O artigo publicado no CM News no dia 11 de julho, deste ano, clipping do Ministério do Planejamento, retirado do jornal O Globo, é bastante esclarecedor.  Com o título ‘ Médicos se queixam de carência do SUS e de falta de diálogo com categoria’, o artigo apresenta a fala dos profissionais da saúde que dizem que ‘condições precárias no interior do país são obstáculo’.

Muito tem se discutido a respeito da saúde na vida dos brasileiros e brasileiras (expressão comumente usada por nossa presidente).
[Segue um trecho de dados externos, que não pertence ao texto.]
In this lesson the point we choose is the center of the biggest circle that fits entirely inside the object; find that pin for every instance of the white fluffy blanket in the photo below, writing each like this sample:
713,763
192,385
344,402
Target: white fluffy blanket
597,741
A grande solução encontrada pelo governo foi de desmantelar com o curso de Medicina e aumentá-lo de 6 para 8 anos, onde nos dois últimos anos, os estudantes devem, obrigatoriamente, prestar serviços no SUS; a consequência disso demandará ‘ajustes’ na matriz curricular do curso .
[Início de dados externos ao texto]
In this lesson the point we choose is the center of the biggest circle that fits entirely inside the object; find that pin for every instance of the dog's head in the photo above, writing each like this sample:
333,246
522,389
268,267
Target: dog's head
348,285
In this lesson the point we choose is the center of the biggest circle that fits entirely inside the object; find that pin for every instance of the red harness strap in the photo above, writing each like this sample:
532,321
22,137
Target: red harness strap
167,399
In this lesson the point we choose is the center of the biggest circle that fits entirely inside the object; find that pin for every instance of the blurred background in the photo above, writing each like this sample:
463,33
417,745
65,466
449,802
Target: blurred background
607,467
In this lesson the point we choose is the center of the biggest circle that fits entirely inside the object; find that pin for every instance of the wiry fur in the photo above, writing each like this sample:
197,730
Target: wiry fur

Mas aí vai meu modesto questionamento a respeito dessa solução ‘mágica’: será que é isso mesmo que falta para que a saúde brasileira funcione, de fato, cumprindo com seu papel de atender os brasileiros e brasileiras?
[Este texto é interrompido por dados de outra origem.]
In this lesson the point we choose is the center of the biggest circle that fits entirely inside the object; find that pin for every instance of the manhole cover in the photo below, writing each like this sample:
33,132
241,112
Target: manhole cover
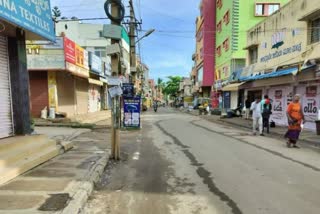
56,202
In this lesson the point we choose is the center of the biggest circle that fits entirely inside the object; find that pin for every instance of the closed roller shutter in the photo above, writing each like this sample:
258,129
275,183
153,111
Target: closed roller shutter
66,93
38,92
6,126
94,98
82,95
A ‘ brilhante’ ideia veio da Europa, mais propriamente da Inglaterra e Suiça. Estamos, mais uma vez, nos espelhando em experiências de sucesso de um continente que não possui contexto sequer parecido com o nosso!
Mas isso não é tudo! Tem mais. O aspecto mais agravante que há no Programa é o fato que se não houver adesão de médicos brasileiros a ponto de  equilibrar a ordem na saúde pública, abrir-se-ão vagas para médicos estrangeiros… espanhóis e portugueses, é o que dizem.
Parece-me que o que está sendo esquecido nesta decisão é a questão da infra-estrutura do SUS. Profissionais  atuantes na área, como David Uip, Diretor do Instituto de Infectologia Emilio Ribas, Roberto Kalil Filho, Diretor do Centro de Cardiologia do Sírio-Libanês, Adib Jatene, integrante da Comissão de Ensino Médico do MEC, José Carlos Trugilho, Diretor da Faculdade de Medicina da UFF, Marcos Junqueira do Lago, Vice-diretor da Faculdade de Ciências Médicas da UERJ, Ademar lopes, Oncologista, vice-presidente do hospital AC Camargo, sabiamente fazem colocações sobre isso. Será que o aumento na quantidade de médicos no SUS suprirá, de fato, o bom atendimento na saúde pública? Será que o aumento na quantidade de médicos fará com que a desejada infra-estrutura nos centros médicos de nosso país magicamente ‘saiam da cartola’ ?
Senhores governantes, especialmente presidente Dilma, vamos ser mais pensantes/realistas e menos eleitoreiros? Vamos oferecer respostas mais concretas ao povo brasileiro? Todos nós, brasileiros e brasileiras, trabalhamos e pagamos para isso, não é mesmo?